Major Incidents or Breaches

  • Inotiv, a pharmaceutical company, confirmed a ransomware attack that resulted in the compromise and encryption of internal systems, with business operations impacted.
  • Vulnerabilities in a Workhorse Software application used by hundreds of municipalities exposed sensitive data; CERT/CC disclosed details following the release of patches.
  • Vulnerable internal services at Intel exposed information of 270,000 employees, as reported by a security researcher.
  • Microsoft is investigating an outage affecting Copilot and Office.com, impacting user access across North America.
  • Six major password managers are currently vulnerable to unpatched clickjacking flaws, potentially exposing user credentials, two-factor authentication codes, and credit card information.
  • McDonald’s staff and partner portals were found to have exposed APIs, sensitive data, and corporate documents due to security flaws.
  • Hackers are using legitimate ADFS redirects via office.com links to steal Microsoft 365 login credentials through phishing attacks.
  • The RapperBot DDoS-for-hire botnet was disrupted, and the alleged developer and administrator has been charged by the US Department of Justice.
  • A member of the “Scattered Spider” cybercrime group was sentenced to 10 years in prison and ordered to pay $13 million in restitution for SIM-swapping and related cyber offences.
  • Europol has clarified that a purported $50,000 reward for Qilin ransomware group members is a scam.

Newly Discovered Vulnerabilities

  • Apple released emergency security updates for iOS, iPadOS, and macOS, patching CVE-2025-43300, an out-of-bounds write zero-day vulnerability actively exploited in targeted attacks.
  • Google and Mozilla issued patches for multiple high-severity vulnerabilities in Chrome and Firefox browsers.
  • DOM-based clickjacking vulnerabilities affecting major password manager browser extensions could allow attackers to steal credentials and sensitive data.
  • A vulnerability in GPT-5’s routing mechanism can redirect user queries to older, less secure models, risking exposure to jailbreaks and unsafe outputs.
  • Researchers identified prompt injection vulnerabilities in AI browsers, such as Perplexity’s Comet, allowing malicious prompts to trigger unintended actions, including fraudulent purchases.
  • Vulnerabilities in McDonald’s internal portals exposed sensitive APIs and corporate documents.
  • CERT/CC disclosed information exposure vulnerabilities in Workhorse Software, used by local governments, after patch release.

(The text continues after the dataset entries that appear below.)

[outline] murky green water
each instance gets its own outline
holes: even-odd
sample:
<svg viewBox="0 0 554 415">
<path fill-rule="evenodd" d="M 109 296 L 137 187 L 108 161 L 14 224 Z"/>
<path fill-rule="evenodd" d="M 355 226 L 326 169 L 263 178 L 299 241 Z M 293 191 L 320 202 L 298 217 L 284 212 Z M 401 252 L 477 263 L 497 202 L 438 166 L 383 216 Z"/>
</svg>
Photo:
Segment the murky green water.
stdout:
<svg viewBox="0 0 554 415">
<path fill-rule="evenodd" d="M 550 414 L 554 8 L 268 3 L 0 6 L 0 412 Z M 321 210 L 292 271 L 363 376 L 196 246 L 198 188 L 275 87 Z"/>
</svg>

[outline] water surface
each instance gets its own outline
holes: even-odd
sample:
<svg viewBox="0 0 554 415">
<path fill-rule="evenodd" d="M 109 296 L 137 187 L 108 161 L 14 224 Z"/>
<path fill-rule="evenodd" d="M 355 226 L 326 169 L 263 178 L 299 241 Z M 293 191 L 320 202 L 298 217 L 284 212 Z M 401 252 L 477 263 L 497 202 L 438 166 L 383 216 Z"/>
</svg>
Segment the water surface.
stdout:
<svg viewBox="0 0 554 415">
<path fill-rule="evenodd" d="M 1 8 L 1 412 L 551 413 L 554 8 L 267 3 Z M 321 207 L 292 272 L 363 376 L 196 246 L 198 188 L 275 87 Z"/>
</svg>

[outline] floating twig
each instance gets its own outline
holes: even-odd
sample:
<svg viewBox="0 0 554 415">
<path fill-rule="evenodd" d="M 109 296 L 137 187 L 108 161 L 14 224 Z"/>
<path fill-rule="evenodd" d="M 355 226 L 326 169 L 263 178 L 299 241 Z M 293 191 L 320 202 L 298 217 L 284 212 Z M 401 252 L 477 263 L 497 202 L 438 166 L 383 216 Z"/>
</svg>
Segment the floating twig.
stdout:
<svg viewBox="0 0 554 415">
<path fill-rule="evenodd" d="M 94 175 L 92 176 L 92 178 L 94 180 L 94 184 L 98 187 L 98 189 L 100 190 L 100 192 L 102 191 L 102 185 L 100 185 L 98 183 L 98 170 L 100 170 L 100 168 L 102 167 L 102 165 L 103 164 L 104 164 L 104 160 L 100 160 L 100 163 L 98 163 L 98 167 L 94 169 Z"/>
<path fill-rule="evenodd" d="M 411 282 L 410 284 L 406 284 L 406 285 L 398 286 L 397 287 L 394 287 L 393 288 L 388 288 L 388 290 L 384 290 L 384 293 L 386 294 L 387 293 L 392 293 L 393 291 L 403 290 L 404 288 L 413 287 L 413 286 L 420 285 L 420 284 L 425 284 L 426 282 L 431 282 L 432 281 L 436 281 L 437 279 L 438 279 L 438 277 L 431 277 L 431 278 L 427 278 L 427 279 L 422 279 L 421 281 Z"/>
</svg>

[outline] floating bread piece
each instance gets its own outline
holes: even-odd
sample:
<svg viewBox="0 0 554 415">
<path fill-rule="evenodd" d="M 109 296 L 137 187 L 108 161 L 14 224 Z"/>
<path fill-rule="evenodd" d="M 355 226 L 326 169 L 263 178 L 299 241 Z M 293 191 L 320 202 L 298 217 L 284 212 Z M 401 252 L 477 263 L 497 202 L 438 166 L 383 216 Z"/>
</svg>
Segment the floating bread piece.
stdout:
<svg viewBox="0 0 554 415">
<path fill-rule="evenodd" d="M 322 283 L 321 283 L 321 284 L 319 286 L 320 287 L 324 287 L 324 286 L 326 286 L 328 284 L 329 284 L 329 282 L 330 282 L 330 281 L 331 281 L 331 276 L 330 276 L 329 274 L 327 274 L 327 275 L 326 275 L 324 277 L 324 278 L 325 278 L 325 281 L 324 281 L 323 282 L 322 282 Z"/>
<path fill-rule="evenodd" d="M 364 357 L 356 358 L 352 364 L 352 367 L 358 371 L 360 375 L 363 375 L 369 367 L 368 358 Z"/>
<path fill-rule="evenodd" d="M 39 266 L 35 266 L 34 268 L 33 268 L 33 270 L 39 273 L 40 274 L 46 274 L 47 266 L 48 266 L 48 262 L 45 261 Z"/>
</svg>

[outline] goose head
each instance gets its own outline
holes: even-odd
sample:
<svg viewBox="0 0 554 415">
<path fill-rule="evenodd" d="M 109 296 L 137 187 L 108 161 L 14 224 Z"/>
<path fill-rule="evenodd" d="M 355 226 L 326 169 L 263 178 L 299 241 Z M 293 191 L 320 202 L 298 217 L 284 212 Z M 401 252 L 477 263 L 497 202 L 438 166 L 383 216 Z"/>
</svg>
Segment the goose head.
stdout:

Notable Threat Actor Activity

  • The Russian state-sponsored group “Static Tundra” (aka Energetic Bear) is exploiting a seven-year-old flaw in Cisco IOS/IOS XE software, targeting unpatched, end-of-life devices for cyber espionage against enterprises and critical infrastructure.
  • North Korean threat actors have conducted a coordinated cyber espionage campaign against diplomatic missions in South Korea, leveraging GitHub for command and control and deploying spear-phishing tactics.
  • Detailed spear-phishing attacks targeting European government entities in Seoul have been attributed to North Korea, China, or both.
  • Cybercriminals are increasingly abusing the AI-powered Lovable website builder to generate phishing pages, malware delivery sites, and fraudulent portals.
  • Low-skill attackers are leveraging LLM-generated scripts and services like Lovable to rapidly create convincing malicious websites.
  • Increased scanning activity targeting Airtell routers and web servers has been observed via honeypots.

Trends, Tools, or Tactics of Interest

  • HR-themed phishing attacks have surged by 120% in Q1 2025, with attackers impersonating internal HR communications to increase success rates.
  • The use of legitimate infrastructure (e.g., office.com, ADFS) in phishing campaigns is on the rise, enabling more convincing credential theft schemes.
  • AI browsers and agentic tools are being actively researched for vulnerabilities, with prompt injection and clickjacking emerging as significant risks.
  • The “Warlock” ransomware group is specifically targeting vulnerable on-premises SharePoint servers using sophisticated attack methods.
  • There is a notable increase in the abuse of AI-driven website builders (e.g., Lovable, Vibe) to lower barriers for cybercriminals, enabling rapid deployment of malicious sites.
  • The disruption of the RapperBot botnet and law enforcement action against its administrator highlight ongoing efforts to combat DDoS-for-hire operations.
  • Increased focus on shadow AI agents within enterprises, with concerns that unmonitored deployments could introduce significant security risks.

Regulatory or Policy Developments Affecting the Security Industry

  • Microsoft announced its Quantum-Safe Program, aiming to ensure all products and services are secured against quantum-based attacks by 2033.
  • Incode has acquired AuthenticID to enhance AI-driven identity verification, combining AI models with large-scale, regulated identity programme experience.
  • Europol issued a warning about fraudulent reward offers targeting ransomware group members, clarifying that a recently publicised Qilin reward is a scam.